Небрежным тоном упомянул Максим Семеныч об истории с Угаркой. Яичник закрутил головой и рассыпался веселым смехом: не скрывал, что приятно посмотреть, чья возьмет. Внутри у Максима Семеныча клокотало, хотелось размахнуться и смазать по этой плутовской веселой роже… Но он, удерживая себя, улыбался и слушал дьякона, который ленивым голосом сообщал некоторые сведения о противной стороне. Мордальон распространялся в лавке Шишова: скоро, мол, преподнесу сюрприз губернскому секретарю и заодно Ваське Танцуру, упрячу этот двойственный союз в арестный недельки на две…
— Ну, это — бабушка еще надвое сказала, — равнодушно бросил Максим Семеныч, но больших усилий стоило ему это равнодушие.
— Черт их знает… Крючки… они ведь все могут… — сказал дьякон.
— Могут! — подхватил яичник.

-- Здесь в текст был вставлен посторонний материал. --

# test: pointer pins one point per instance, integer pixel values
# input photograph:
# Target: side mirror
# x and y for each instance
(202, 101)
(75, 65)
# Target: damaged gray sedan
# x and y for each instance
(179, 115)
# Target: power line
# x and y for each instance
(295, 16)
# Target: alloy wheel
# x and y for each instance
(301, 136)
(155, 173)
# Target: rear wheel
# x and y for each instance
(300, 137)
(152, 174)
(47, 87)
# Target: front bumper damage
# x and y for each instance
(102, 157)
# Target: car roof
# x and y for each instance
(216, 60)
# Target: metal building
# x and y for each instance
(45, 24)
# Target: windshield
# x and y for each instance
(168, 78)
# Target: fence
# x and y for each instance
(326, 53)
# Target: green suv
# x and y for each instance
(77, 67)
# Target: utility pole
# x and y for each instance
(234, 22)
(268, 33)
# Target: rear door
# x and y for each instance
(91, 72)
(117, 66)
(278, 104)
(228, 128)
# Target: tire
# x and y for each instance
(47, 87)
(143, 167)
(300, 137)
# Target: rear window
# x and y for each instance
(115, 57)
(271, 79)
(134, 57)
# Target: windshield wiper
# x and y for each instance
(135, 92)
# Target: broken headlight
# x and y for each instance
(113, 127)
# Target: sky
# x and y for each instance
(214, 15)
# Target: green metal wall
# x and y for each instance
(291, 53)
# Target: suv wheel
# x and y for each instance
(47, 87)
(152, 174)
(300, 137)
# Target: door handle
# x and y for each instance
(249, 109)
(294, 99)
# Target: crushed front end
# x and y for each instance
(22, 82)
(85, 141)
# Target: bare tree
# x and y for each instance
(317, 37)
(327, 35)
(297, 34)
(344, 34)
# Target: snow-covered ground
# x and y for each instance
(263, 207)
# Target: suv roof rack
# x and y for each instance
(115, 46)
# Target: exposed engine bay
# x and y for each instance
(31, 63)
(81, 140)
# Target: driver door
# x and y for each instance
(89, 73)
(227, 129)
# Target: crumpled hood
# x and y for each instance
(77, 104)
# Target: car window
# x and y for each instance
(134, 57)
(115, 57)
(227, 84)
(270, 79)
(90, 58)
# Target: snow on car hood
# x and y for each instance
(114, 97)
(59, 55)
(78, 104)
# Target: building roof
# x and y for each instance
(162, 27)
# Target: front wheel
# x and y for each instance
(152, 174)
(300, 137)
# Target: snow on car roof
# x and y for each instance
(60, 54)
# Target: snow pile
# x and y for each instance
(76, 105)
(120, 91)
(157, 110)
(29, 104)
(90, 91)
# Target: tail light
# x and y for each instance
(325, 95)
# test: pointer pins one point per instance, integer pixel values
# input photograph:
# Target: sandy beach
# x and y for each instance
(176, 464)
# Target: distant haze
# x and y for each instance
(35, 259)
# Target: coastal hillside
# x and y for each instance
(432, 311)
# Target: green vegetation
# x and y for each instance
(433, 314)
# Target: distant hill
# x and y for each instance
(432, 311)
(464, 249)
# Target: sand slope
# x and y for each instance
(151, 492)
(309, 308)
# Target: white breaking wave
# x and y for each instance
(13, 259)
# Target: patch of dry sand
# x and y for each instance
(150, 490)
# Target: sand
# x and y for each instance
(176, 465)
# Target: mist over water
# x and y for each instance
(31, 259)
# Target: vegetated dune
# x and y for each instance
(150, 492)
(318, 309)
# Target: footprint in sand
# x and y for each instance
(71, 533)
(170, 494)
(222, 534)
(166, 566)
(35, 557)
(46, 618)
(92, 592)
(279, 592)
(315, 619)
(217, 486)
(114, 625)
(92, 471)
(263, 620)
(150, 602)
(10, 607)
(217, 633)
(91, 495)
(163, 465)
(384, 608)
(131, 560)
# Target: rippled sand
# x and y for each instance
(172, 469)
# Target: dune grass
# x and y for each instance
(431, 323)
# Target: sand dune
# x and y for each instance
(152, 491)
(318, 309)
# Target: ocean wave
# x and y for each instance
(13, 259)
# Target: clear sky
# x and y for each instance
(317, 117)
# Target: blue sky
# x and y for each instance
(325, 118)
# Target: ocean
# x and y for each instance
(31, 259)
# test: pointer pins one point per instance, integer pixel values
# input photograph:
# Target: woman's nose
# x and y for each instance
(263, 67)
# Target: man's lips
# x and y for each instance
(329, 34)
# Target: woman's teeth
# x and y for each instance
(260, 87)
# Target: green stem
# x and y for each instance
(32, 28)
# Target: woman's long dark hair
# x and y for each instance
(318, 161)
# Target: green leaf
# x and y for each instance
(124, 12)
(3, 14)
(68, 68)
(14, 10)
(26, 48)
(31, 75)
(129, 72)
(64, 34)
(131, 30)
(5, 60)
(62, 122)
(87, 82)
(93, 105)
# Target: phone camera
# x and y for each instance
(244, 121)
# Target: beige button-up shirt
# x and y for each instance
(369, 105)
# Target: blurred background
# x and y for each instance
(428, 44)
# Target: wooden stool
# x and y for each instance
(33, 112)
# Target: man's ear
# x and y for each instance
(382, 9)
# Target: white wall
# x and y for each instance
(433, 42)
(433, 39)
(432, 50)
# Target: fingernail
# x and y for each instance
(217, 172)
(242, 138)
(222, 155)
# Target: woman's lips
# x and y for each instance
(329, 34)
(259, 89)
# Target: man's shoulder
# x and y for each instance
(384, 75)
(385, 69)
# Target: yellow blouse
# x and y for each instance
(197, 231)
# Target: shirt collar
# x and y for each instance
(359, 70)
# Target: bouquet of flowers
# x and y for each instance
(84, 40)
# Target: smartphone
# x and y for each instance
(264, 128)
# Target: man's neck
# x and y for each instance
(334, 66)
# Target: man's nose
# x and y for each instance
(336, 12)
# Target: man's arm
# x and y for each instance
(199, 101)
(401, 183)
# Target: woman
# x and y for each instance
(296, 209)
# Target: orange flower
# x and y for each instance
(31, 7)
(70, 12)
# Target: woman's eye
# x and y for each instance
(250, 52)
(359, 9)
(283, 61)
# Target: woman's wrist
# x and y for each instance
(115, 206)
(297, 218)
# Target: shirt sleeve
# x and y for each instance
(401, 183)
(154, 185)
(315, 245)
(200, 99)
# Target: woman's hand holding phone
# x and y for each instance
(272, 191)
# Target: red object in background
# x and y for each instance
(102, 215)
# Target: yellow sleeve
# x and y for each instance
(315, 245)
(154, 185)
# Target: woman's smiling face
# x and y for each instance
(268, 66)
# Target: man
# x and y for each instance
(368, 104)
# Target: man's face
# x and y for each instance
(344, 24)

На минуту прикинулся сочувствующим, огорченно покрутил головой, но не утерпел, прыснул снова.
— Бабушка надвое сказала, — упрямо повторил Максим Семеныч.
Но ночь не спал, ворочался с боку на бок. Смутный страх ползал в серой темноте, томил, лез в голову нелепыми снами. Бессильная злоба разливала тошную горечь во всем теле, жгла, спазмами прокатывалась по груди. Вся жизнь казалась навек отравленной одной мыслью — о нагло-торжествующем, несокрушимом, неуязвимом Мордальоне…
Но неожиданно — совсем, совсем до невероятия неожиданно — в тихие сумерки одного апрельского вечера, теплого, мягкого, всего насыщенного влажным запахом надвигающейся тучки и бесшабашным шумом, раскатистыми трелями, кваканьем, турлуканьем и пестрыми голосами, звенящими в водах Таловки, к крыльцу осторожными, крадущимися шагами подошел Лататухин. Под величайшим секретом, дружеским образом, он сказал вполголоса:
— Прекращено дело, Максим Семеныч…
— Какое дело? — суровым тоном спросил ветеринар.
— Об Угарке. Амнистия…
— Ка-ак?!
Даже обидно стало Максиму Семенычу, что случилось все так просто и естественно, а он пережил столько волнений. Ведь это же до очевидности ясно было: Угарка покончил свое бренное существование накануне Трех Святителей!.. Как бы то ни было, а за силой соответствующей статьи всемилостивейшего февральского манифеста дело об Угарке было прекращено…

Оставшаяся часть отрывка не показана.